Imigração: é preciso virar a página

 


«Há um dado sobre 2021, no trabalho da Pordata, a propósito do Dia Internacional dos Migrantes, que brada injustiça. “Concedeu-se mais a nacionalidade portuguesa a pessoas a viver no estrangeiro do que a viver em Portugal.”

Aqueles que rumaram ao nosso país, para todos os dias, sob a mesma chuva e o mesmo sol que o resto da população, aqui conseguirem fazer a sua vida, têm menos direitos do que quem, muitas vezes sem ter posto o pé neste extremo ocidental da Europa, tem conseguido, com razoável simplicidade, obter a nacionalidade portuguesa.

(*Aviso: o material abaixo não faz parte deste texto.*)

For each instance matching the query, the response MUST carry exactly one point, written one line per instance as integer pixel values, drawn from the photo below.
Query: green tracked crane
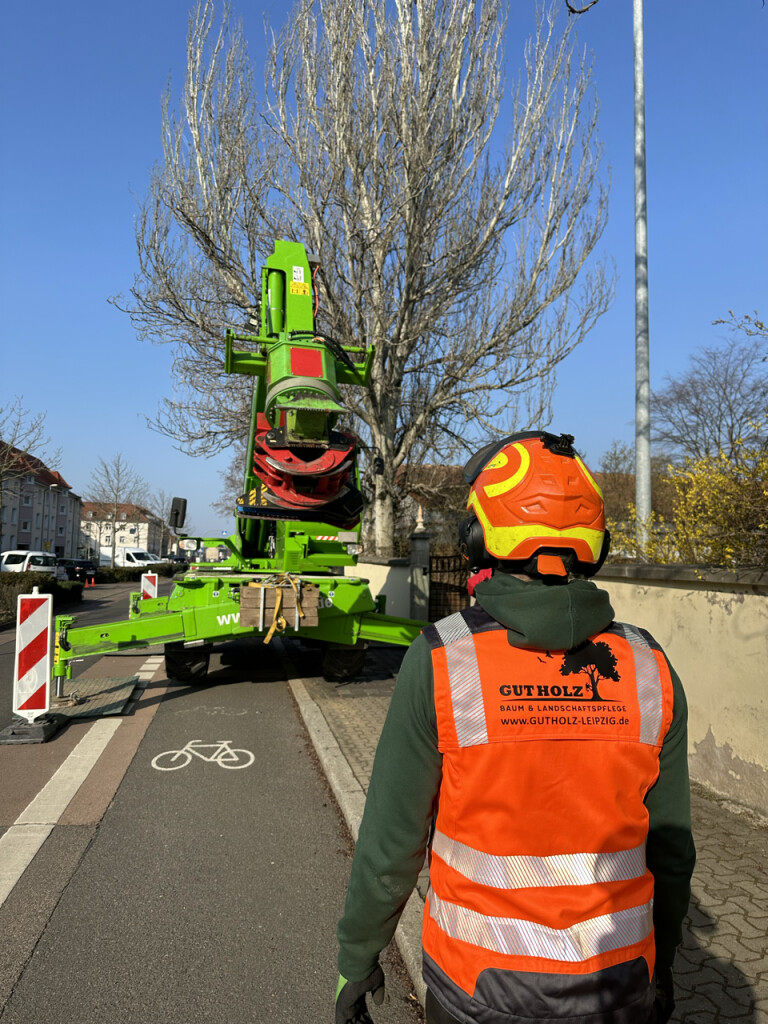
(298, 521)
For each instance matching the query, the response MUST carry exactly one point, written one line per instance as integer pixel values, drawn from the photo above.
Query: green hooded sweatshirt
(407, 772)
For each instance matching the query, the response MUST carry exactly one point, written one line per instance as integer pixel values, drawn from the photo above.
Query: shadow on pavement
(709, 988)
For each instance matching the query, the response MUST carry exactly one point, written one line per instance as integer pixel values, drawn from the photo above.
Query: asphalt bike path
(185, 882)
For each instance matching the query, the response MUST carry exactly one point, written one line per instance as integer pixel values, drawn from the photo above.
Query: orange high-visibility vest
(540, 901)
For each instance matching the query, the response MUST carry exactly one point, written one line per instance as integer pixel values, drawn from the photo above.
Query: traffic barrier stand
(32, 672)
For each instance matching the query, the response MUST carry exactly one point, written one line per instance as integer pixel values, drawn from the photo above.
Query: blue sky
(80, 88)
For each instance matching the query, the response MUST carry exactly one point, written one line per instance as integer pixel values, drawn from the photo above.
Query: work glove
(350, 997)
(665, 1001)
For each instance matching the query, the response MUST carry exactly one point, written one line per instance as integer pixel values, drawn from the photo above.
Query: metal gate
(448, 586)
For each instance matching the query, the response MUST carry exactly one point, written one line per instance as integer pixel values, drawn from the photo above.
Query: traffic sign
(33, 660)
(148, 585)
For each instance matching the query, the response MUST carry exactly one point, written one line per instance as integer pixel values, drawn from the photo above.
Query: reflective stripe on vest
(515, 937)
(525, 872)
(648, 682)
(464, 676)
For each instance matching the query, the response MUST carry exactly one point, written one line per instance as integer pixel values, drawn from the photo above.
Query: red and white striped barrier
(32, 668)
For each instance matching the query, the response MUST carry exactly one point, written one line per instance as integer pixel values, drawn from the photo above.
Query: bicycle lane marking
(223, 754)
(23, 840)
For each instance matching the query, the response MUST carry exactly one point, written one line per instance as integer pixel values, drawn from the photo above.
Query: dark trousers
(436, 1014)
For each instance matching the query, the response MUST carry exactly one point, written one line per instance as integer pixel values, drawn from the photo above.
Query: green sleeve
(670, 853)
(396, 822)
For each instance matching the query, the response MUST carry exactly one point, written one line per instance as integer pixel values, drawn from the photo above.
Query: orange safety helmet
(535, 506)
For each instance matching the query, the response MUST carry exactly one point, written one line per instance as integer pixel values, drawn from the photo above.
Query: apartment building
(38, 509)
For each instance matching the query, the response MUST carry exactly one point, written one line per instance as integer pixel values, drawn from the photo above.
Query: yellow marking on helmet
(494, 489)
(497, 462)
(502, 541)
(590, 477)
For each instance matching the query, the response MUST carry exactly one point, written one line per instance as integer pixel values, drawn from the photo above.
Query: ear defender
(472, 544)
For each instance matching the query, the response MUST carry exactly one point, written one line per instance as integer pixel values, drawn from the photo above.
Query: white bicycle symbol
(223, 755)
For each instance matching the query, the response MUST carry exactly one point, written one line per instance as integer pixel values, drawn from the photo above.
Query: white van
(32, 561)
(134, 558)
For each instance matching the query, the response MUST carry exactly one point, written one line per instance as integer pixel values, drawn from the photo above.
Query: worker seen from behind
(537, 749)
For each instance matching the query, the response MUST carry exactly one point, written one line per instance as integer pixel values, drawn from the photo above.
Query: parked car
(133, 557)
(32, 561)
(79, 568)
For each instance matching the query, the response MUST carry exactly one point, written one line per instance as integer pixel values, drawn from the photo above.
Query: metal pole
(642, 347)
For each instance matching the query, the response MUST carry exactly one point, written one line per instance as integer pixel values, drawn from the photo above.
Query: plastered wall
(391, 581)
(716, 636)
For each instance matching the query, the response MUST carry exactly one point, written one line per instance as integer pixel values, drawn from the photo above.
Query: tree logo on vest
(595, 660)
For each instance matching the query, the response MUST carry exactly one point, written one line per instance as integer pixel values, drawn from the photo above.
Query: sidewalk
(721, 971)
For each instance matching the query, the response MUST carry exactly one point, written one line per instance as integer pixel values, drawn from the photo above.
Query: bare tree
(160, 504)
(721, 400)
(113, 485)
(374, 144)
(22, 436)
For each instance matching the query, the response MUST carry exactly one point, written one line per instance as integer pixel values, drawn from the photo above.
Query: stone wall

A justificação de uma reparação histórica legítima, a da perseguição aos judeus por parte do Estado português, criou esta injustiça, ao permitir que a obtenção de nacionalidade se tornasse um negócio — que está sob inquérito judicial, após as investigações do PÚBLICO. Em 2011, cerca de duas mil pessoas a residir no estrangeiro obtiveram a nacionalidade portuguesa, enquanto no ano passado foram mais de 30 mil, para um total de 54.537 pessoas, que passaram a ser cidadãos nacionais.

Para uns, sem grande controlo, basta um atestado de ascendência sefardita, mais uns tantos documentos e algum dinheiro para contratar um escritório de advogados, enquanto outros têm de se arrastar em morosos processos no Instituto dos Registos e Notariado (IRN) que chegam a ultrapassar em dez vezes os prazos estabelecidos pela lei.

O Estado que falhou miseravelmente na lei dos sefarditas é o mesmo Estado que continua a falhar na forma como trata os que, dentro de portas, querem obter a nacionalidade portuguesa, como falha com quem quer obter uma autorização de residência. Os milhares de chamadas telefónicas que é preciso fazer para encontrar uma vaga no Serviço de Estrangeiros e Fronteiras (SEF) para regularizar a sua situação, as burlas no negócio de senhas para as intermináveis filas de espera, os 200 mil pedidos de residência em Portugal para avaliar são exemplos da violência a que estão sujeitos estes cidadãos.

Num país com graves problemas demográficos, que em 30 anos pode ver a sua população passar para sete ou oito milhões de pessoas, com todas as questões que daí advirão, é de uma estupidez criminosa tratar assim os querem ficar para sempre ligados ao nosso destino comum. Precisamos de melhores serviços no IRN, precisamos de virar a página do SEF, esperando que a nova Agência Portuguesa para as Migrações e Asilo não seja só uma mudança de nome. Estamos a desperdiçar riqueza, a comprometer o futuro e, antes de tudo, a tratar mal e injustamente quem devíamos receber de braços abertos.»